Method: One of the following, including the appropriate lab for science courses: ANTH 464; BIOL 228, 229 (lab); BIOL 352, 353 (lab); CHEM 231, 233 (lab); ECON 205; ENVS 261; PSCI 280; PSCI 397.
Students must take 4 courses in one of the following geographic or cultural regions: sub-Saharan Africa, the Middle East and North Africa, the Islamic World, Latin America and the Caribbean, East Asia, South Asia, Central Asia, Eastern Europe or Western Europe. At least two of the area courses must be historical in scope, including a course in the modern history of the region. At least 2 of the courses must be taken at Kenyon.

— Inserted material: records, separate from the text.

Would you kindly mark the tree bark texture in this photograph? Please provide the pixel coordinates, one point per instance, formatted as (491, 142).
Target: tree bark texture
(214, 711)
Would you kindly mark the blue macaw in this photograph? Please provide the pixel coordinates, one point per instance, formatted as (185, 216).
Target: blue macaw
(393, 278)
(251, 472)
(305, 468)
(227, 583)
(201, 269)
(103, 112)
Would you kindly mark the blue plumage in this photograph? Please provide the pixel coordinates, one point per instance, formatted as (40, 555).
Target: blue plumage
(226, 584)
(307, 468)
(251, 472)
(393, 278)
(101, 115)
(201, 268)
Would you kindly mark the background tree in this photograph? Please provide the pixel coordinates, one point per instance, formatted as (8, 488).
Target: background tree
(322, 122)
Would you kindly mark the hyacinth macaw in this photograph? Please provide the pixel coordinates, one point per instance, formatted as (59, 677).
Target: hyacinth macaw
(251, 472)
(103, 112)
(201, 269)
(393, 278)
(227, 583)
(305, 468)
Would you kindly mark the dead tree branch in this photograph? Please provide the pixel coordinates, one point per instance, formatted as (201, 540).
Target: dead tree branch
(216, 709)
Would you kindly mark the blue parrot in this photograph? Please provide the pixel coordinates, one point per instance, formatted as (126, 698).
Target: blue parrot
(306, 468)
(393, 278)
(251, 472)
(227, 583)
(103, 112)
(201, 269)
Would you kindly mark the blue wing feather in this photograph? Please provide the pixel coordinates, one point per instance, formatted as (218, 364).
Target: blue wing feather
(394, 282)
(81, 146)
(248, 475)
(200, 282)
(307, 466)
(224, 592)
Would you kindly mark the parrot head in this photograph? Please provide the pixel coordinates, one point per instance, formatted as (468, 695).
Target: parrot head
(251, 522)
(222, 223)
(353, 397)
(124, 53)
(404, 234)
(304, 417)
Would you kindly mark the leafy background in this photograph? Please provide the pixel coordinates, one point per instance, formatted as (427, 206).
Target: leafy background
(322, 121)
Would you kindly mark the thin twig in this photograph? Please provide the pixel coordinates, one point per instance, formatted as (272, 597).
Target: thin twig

Majors must complete at least one year of language study beyond the introductory level, for any language offered at Kenyon. If you are studying abroad in a place where the local language is one not offered at Kenyon, then you must complete the Kenyon language requirement and, for the major, take the equivalent of two semesters of additional language study while abroad or through summer programs. All students are required to study a local language during their study-abroad experience.
All international studies majors must study abroad for at least one semester in an area where the majority of the people speak a language different from the student’s own primary language. Students are expected to study abroad on programs relevant to their academic interests within the International Studies major, area expertise, and foreign language training. Keep in mind that off-campus study at Kenyon is competitive and writing a strong application is critical. In order to study abroad, a student must receive approval from the College and have achieved a GPA of at least 2.75.
The senior seminar, INST 401 (Contemporary Global Issues) is a comparative course that brings all international studies majors together to look at significant global problems from the various perspectives they bring based on their specializations.